Mit dem Begriff „sustainable“ (nachhaltig) verbinde er immer die Definition, das sei gerade noch vertretbar, lauteten seine Eröffnungsworte und führten damit sofort zum Kern der Präsentation. Denn in der Architektur werde man mit einer solchen Entwurfshaltung den Hauptherausforderungen unserer Zeit – dem klimatischen Wandel, dem Verlust der Lebensvielfalt, der Ressourcenverknappung und der Energie, dem Thema Ernährung und Wasser sowie der Sicherheit – keineswegs gerecht.
Anhand zahlreicher realisierter Bauten veranschaulichte Michael Pawlyn seinen eigenen Ansatz biomimetischer Strategien, der sich der Ergebnisse aus gemeinsam mit interdisziplinären Wissenschaftlern realisierten Forschungsprojekten bedient. Licht und Energie waren dabei immer zentrale Themen, und somit stellte der Vortrag ein für die Zuhörer spannendes Angebot dar, welches mit großem Applaus belohnt wurde.

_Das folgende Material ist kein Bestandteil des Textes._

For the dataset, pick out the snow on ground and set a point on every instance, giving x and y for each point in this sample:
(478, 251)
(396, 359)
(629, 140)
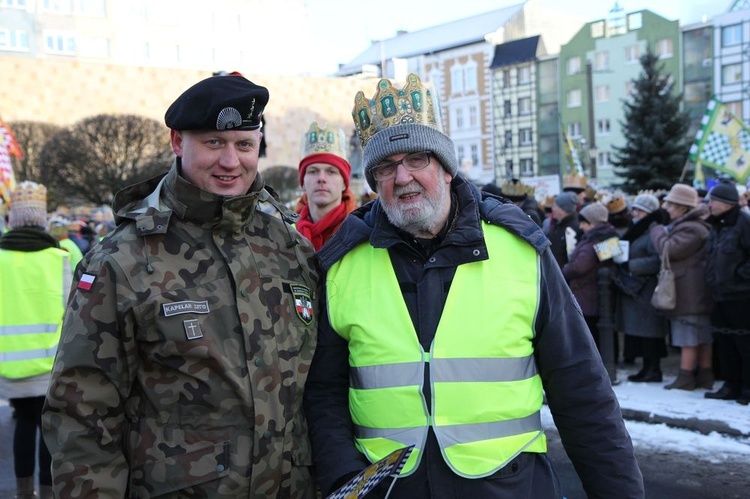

An beiden Tagen wurde der Kongress mit einstündigen Vorträgen in den drei Kategorien Kunst, Wissenschaft, Profiwerkzeuge sowie mit jeweils vier 30-minütigen Minisitzungen zu unterschiedlichen Themen fortgesetzt. In der Kategorie Kunst bot Andreas Schulz, der gemeinsam mit Gerd Pfarré die deutsche Beteiligung im Kongress-Beratungsteam stellte, einen chronologischen Überblick über die Entwicklung der Medienfassade. „Wir müssen Kunst verstehen, wenn wir Mediafassaden inhaltlich gestalten wollen“, lautete seine Forderung, die er anhand des Light-Space-Modulators von Lászlo Moholy-Nágy, der Plexiglas-Skulpturen von Heinz Mack und anderer Beispiele visualisierte.
„Did you give the world some love today, Baby?“, lautete die teils als Performance dargebrachte Präsentation, in der es um Lichtlösungen für insbesondere diejenigen Menschen ging, die eher keinen Zugang zu einer qualitativ guten Beleuchtung ihres Umfeldes haben. „Licht ist für die Menschen da, nicht zum Energiesparen“, lautete die erste These von Jöran Linder, die er eindringlich mit einer optimierten, ehemals unzulänglichen Parkbeleuchtung veranschaulichte. Es folgten zahlreiche Beispiele, in denen die Planer mit kleinen Budgets Beleuchtungskonzepte realisierten, die den Alltag der Menschen in sozial benachteiligten Umgebungen freudiger und mit mehr Sicherheit gestalten. Das Energiesparen verstehe sich bei guten Beleuchtungskonzepten von selbst, war der Schlusssatz des bewegenden Vortrags.
Die Entwicklungsschritte zur Beleuchtung einer Brücke in der Gestalt eines Drachens, dessen Vorlage ein goldener Drache aus der traditionellen vietnamesischen Kunst lieferte, stellte der Lichtplaner Than van Tran vor. Er hatte sich intensiv mit den kulturellen Aspekten sowie Fragen sozialer Nachhaltigkeit auseinandergesetzt, bevor er die feuer- und wasserspeiende Dragon Bridge mit 2.500 LED-Leuchten inszenierte. Heute ist die Brücke ein Touristenmagnet und bietet vielen Einwohnern ein Einkommen durch eine zuvor ungeahnte Berufsausübung.
Durch exzellentes Lichtdesign eine bessere Welt zu schaffen und das allgemeine Bewusstsein für die Bedeutung des Lichts im Leben der Menschen zu fördern, sieht IALD als ihre zentrale Aufgabe an. Diese Aspekte zu transferieren, ist den Veranstaltern und Programmgestaltern der „Enlighten Europe“ vortrefflich gelungen. Nicht zuletzt dank der Vielfältigkeit des Themenangebots. Danke für diese außerordentliche Veranstaltung.